Yoga as a practice is a way to strengthen, stretch, balance and relax in our bodies. But there are many benefits of a yoga practice that can apply off the mat as well. One of the areas where yoga can be helpful is in relationships. Not just the romantic kind, but all relationships: those we have at work, with friends, with family and of course, with our romantic partners. What are some of these lessons and how do you relate each to yoga?
Build a strong foundation. Every yoga pose starts with the foundation. If the foundation is unsteady, the whole pose falls apart. “Foundation” also refers to what is at the floor, so it speaks to things like “feet” in standing postures and the chest, or the shoulders, perhaps, in a pose on the floor.
In relationships, the foundation needs to be strong in order for it to withstand changes in career, finances, age and health. Without a strong foundation, these things can knock things off center and the relationship made fade.
Listen to your intuition. Yoga practice is a blend of information and intuition.
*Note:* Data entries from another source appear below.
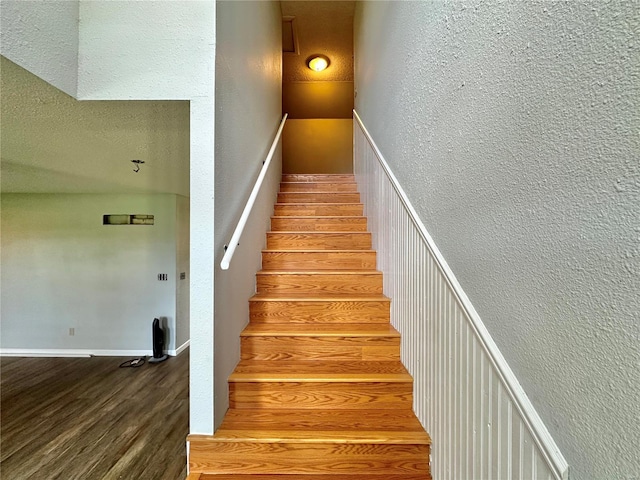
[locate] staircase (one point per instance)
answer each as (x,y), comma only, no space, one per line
(320,389)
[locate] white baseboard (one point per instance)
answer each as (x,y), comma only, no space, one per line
(76,352)
(63,352)
(180,349)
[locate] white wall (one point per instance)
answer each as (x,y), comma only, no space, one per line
(159,49)
(248,112)
(182,266)
(513,129)
(62,268)
(164,49)
(42,37)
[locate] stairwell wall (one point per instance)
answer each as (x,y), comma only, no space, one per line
(248,113)
(511,129)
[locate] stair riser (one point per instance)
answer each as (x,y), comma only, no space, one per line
(318,197)
(302,458)
(319,312)
(318,260)
(317,187)
(313,224)
(319,241)
(313,395)
(319,178)
(320,348)
(319,284)
(317,209)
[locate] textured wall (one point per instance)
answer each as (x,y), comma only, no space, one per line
(62,268)
(152,50)
(248,107)
(513,128)
(42,37)
(51,143)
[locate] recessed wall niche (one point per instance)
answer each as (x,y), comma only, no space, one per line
(127,219)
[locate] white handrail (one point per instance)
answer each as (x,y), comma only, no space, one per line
(237,233)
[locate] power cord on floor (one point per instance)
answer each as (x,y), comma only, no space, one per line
(134,363)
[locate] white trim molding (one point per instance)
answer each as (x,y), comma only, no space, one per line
(77,352)
(482,423)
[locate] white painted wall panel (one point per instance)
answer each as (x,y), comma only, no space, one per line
(248,113)
(512,127)
(482,424)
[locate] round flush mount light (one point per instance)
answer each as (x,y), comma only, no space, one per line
(318,63)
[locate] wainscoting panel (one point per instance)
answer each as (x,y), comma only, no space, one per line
(480,420)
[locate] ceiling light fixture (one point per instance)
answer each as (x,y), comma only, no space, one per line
(318,63)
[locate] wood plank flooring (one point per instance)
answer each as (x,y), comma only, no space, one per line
(86,419)
(320,392)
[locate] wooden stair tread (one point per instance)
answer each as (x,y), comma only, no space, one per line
(320,392)
(313,250)
(362,476)
(319,272)
(320,330)
(290,297)
(321,426)
(318,217)
(318,177)
(323,420)
(304,204)
(320,371)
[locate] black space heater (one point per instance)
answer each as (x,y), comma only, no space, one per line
(158,343)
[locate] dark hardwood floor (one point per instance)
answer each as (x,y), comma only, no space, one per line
(85,418)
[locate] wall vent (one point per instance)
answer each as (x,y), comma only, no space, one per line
(127,219)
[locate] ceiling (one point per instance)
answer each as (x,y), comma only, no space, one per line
(52,143)
(324,27)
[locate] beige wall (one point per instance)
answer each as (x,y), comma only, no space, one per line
(318,99)
(318,146)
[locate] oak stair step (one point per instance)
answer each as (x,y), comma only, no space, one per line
(319,240)
(318,259)
(339,476)
(315,384)
(318,441)
(324,282)
(318,197)
(318,187)
(318,178)
(318,224)
(318,209)
(284,342)
(320,392)
(316,309)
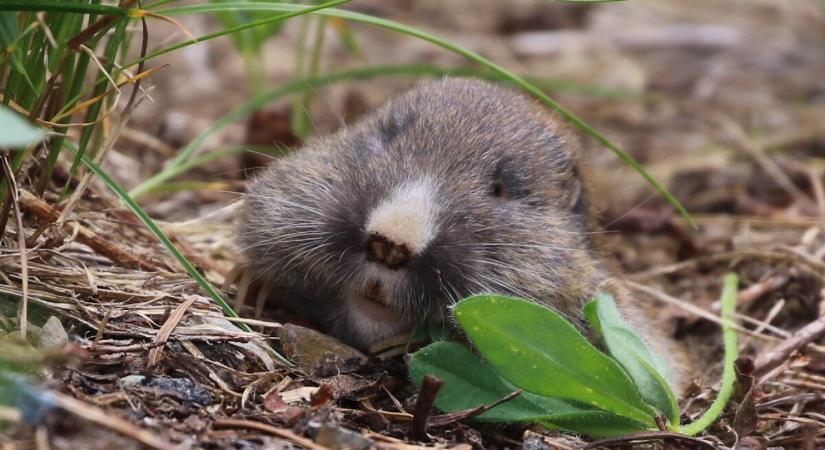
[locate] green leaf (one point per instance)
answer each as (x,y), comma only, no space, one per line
(16,132)
(325,9)
(470,382)
(728,300)
(647,369)
(539,351)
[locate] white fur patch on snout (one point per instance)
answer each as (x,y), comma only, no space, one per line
(407,216)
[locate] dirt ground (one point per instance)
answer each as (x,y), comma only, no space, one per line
(724,102)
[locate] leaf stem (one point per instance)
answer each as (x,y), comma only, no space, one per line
(731,353)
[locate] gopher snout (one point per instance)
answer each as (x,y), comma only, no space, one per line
(386,252)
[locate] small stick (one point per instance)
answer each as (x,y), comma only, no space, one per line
(166,331)
(776,356)
(105,247)
(646,436)
(426,397)
(14,194)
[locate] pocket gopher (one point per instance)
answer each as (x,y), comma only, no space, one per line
(457,187)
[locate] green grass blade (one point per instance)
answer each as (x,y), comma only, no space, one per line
(538,350)
(731,353)
(423,35)
(15,132)
(53,6)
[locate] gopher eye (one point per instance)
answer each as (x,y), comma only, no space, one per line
(497,188)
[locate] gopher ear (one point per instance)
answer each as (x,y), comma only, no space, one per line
(395,123)
(577,202)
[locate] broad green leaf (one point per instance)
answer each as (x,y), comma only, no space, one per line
(470,382)
(327,10)
(9,37)
(594,423)
(539,351)
(647,369)
(15,132)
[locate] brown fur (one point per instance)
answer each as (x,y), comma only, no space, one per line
(303,224)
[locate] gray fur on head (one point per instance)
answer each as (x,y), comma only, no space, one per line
(457,187)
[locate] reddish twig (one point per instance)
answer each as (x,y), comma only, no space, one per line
(779,354)
(426,397)
(119,255)
(646,436)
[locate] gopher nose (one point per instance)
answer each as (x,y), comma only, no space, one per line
(402,224)
(386,252)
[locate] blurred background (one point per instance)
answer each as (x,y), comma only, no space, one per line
(723,102)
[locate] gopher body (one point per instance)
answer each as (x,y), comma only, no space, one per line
(455,188)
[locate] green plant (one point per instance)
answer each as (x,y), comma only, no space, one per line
(64,65)
(568,383)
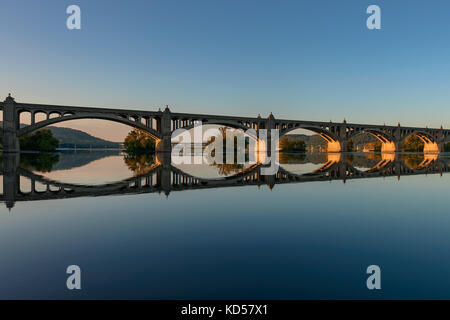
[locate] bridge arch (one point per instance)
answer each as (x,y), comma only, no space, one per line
(41,124)
(431,145)
(224,123)
(333,142)
(387,141)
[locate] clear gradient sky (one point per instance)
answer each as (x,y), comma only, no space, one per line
(312,60)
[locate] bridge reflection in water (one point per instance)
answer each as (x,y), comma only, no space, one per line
(162,177)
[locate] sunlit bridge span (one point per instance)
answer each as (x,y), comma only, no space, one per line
(161,124)
(162,177)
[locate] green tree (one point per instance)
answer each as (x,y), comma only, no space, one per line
(139,142)
(447,147)
(413,144)
(350,145)
(41,140)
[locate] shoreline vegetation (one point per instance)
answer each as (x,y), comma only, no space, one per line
(139,142)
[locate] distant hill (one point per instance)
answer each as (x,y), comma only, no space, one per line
(68,138)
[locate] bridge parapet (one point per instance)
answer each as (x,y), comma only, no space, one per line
(161,124)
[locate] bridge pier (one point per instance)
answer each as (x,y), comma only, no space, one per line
(433,147)
(165,143)
(11,181)
(337,146)
(10,126)
(391,147)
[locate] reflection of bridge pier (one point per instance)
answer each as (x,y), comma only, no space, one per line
(166,178)
(162,124)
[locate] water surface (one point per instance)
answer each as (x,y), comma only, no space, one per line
(309,232)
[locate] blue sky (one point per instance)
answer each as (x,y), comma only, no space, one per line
(312,60)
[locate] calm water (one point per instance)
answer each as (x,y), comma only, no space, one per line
(309,232)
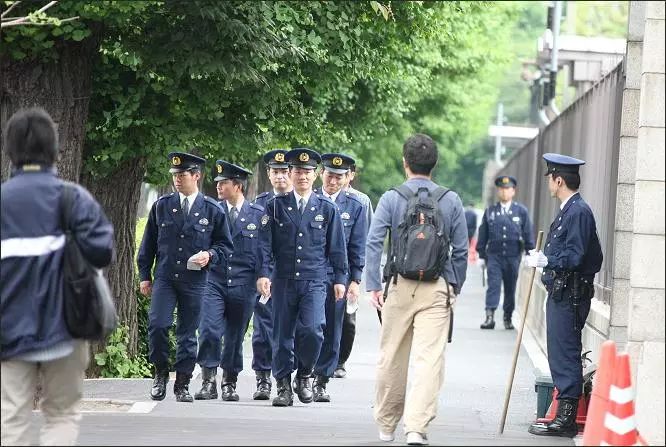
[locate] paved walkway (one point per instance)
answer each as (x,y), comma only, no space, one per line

We receive information as presented to us by the teacher but it needs to be balanced with the information our body is giving us. Many times, people ignore feedback from the body because they assume the teacher is right. In practice, you must always listen to your body for messaging around when to back off and when to push, how to modify and how to amplify so the pose works for you.
In relationships, we can also ignore messages our body is sending us because of many things: fear, doubt or insecurity. Once you start listening to your body, both on and off the mat and taking action, your intuition will start to grow and you will develop a trust in yourself that will build your confidence as well.
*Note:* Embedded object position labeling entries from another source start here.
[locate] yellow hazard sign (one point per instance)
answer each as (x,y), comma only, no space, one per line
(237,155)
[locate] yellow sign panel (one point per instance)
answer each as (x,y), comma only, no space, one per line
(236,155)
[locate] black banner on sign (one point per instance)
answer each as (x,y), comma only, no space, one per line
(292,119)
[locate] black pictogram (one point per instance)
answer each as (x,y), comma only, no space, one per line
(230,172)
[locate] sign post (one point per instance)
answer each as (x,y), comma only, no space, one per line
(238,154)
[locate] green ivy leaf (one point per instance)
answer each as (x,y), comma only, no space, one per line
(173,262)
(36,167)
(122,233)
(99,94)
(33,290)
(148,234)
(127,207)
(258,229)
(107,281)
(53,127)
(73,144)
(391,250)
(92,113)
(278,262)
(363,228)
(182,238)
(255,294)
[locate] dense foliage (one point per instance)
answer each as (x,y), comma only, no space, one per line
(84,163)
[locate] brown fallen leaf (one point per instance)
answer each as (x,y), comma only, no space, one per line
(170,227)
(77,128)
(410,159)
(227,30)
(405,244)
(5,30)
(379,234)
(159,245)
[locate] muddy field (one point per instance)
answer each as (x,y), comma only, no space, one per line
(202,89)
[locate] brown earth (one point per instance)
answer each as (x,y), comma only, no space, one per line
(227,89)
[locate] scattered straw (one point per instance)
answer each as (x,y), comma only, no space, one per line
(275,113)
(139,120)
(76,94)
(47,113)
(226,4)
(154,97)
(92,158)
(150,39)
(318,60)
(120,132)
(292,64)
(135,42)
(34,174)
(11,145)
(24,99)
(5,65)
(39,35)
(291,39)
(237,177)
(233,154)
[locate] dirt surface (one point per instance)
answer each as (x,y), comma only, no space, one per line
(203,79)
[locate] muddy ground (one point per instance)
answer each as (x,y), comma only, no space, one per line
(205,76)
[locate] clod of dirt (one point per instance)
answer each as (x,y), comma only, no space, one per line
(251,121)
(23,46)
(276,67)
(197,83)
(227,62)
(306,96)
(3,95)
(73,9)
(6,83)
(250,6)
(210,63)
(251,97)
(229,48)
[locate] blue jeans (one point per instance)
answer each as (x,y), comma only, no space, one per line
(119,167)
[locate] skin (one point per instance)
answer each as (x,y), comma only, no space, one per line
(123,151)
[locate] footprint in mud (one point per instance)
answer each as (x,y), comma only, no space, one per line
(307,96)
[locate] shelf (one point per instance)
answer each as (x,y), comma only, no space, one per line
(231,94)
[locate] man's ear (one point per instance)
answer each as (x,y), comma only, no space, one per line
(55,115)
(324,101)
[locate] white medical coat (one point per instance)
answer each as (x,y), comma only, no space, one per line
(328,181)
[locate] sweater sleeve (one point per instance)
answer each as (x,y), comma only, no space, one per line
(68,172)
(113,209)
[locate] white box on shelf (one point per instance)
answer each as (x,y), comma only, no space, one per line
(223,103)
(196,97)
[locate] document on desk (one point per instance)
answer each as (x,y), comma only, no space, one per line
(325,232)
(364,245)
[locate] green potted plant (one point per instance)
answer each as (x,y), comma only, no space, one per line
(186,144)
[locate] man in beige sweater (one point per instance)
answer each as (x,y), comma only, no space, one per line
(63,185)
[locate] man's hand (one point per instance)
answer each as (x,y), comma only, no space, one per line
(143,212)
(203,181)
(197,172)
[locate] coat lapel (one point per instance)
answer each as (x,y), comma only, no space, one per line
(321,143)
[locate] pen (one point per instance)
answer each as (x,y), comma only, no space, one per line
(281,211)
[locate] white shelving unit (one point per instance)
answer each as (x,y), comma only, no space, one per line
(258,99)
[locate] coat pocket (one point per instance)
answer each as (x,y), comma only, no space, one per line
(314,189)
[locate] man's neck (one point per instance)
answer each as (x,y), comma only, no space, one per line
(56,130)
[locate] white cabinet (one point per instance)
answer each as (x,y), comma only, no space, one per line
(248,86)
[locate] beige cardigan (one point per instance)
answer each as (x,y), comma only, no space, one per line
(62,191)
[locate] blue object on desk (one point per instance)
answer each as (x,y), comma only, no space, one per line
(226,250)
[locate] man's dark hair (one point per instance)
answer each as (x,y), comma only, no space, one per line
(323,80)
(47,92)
When things get challenging, breathe more. For people new to yoga, the tendency can often be to push through a pose where you’re feeling challenged. In fact, the best way to handle challenge in a pose is to breathe more. It will feel different than in other physical activities, where one is rewarded for pushing through pain but it is absolutely a more sustainable, healthy technique to use.
In relationships, certainly ones of a romantic nature, sometimes our buttons are pushed and there are situations that lead to anger and hurt feelings. Rather than react, take a few deep breaths. You’ll hear the other person more clearly and most of all, will be able to listen to your own body for the messages it is sending you.
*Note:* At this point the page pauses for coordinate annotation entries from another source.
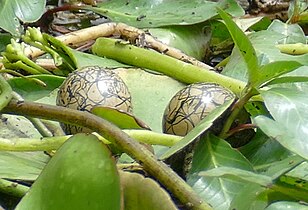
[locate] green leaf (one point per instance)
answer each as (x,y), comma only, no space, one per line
(287,79)
(30,89)
(293,32)
(5,39)
(144,193)
(244,45)
(123,120)
(274,70)
(212,152)
(289,125)
(13,11)
(22,165)
(238,174)
(203,126)
(81,175)
(149,14)
(251,197)
(286,205)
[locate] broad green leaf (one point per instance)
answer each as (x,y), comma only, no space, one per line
(278,168)
(244,45)
(212,152)
(238,174)
(300,171)
(287,79)
(5,39)
(263,152)
(123,120)
(274,70)
(81,175)
(22,165)
(154,13)
(251,197)
(296,183)
(286,205)
(289,125)
(14,11)
(144,193)
(31,89)
(293,32)
(203,126)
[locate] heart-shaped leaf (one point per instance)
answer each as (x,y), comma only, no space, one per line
(212,152)
(13,11)
(289,125)
(81,175)
(144,193)
(244,45)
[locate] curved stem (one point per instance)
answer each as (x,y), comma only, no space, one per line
(156,168)
(51,143)
(5,92)
(167,65)
(238,106)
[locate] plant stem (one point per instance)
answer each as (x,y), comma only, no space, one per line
(13,188)
(51,143)
(5,92)
(167,65)
(238,106)
(156,168)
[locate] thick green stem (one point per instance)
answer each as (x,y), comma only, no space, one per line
(51,143)
(239,105)
(167,65)
(12,188)
(5,92)
(158,169)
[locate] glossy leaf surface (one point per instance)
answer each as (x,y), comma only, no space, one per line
(81,175)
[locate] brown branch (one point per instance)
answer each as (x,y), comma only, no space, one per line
(109,131)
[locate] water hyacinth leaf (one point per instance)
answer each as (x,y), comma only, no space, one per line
(213,152)
(81,175)
(149,14)
(123,120)
(239,174)
(256,198)
(193,40)
(293,32)
(204,125)
(13,11)
(286,205)
(144,193)
(289,125)
(287,79)
(244,45)
(22,165)
(276,69)
(5,92)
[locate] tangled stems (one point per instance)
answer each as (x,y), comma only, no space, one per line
(158,169)
(167,65)
(51,143)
Balance comes from both strength and surrender. In all yoga poses, there are elements of both strength and surrender. If we didn’t approach the poses this way and did them with total emphasis on one versus the other, we’d either fall asleep or quickly become exhausted. While you’re in a pose, find the parts of the body you can relax and put your energy into the parts that have to work. This will allow you to preserve your energy so you can practice with more ease.
In your relationships, this can express itself as knowing when to give up being “right” and instead look for a solution. When we push to be right, we can often not hear what the other person is saying, can create frustration for both parties and communication can break down.
Practice makes practice. It’s tempting to approach yoga poses with a “perfection” attitude (“Practice makes Perfect”) but the reality is there is no such thing as a perfect pose. Instead, learn to appreciate the process of practicing yoga and notice the fluctuations from session to session, which can sometimes involve feeling strong and connected, but sometimes might involve feeling tired and stressed. Appreciating these differences and noticing how things appear from day to day gives us a sense of the “change-ability” of life.
The same holds for relationships. If we are hoping for a perfect relationship, it’s a losing game. We will hold our friend or loved one up to a standard that they will never meet and set such high expectations, it’s sure to fail. Instead, look to relationships as changing entities as well. Some days, when things are tough, use the “This too shall pass,” motto as well as deep breathing to help pass the time until the storm passes.
Lead with your heart. Just as a yoga practice depends on listening to our intuition, it also encourages us to lead with our heart. The idea of lifting “halfway up,” or Upward Dog Pose, for instance, are heart-openers. These actions helps us protect our neck, opens up the upper and middle back and connects us to our emotions.
In relationships, while your personal preference may be to lead with your head, be sure to have a balance. Intellectualizing only, in relationships just as in practice, removes creativity, flow, personal expression and love and is a sure way to stifle effective communication.
Embrace your uniqueness. In yoga, it’s tempting to try to mimic those around you or to practice with an idea in your head as to how the pose should look. Once you can free yourself from that kind of thinking, your practice will take off!
In relationships, it’s tempting to be jealous of the other person when they succeed or to try emulate those we admire. Instead, think of what you bring to the relationship and acknowledge yourself for those characteristics. Any relationship is an expression of two people both as individuals and together; not “against” but “with.”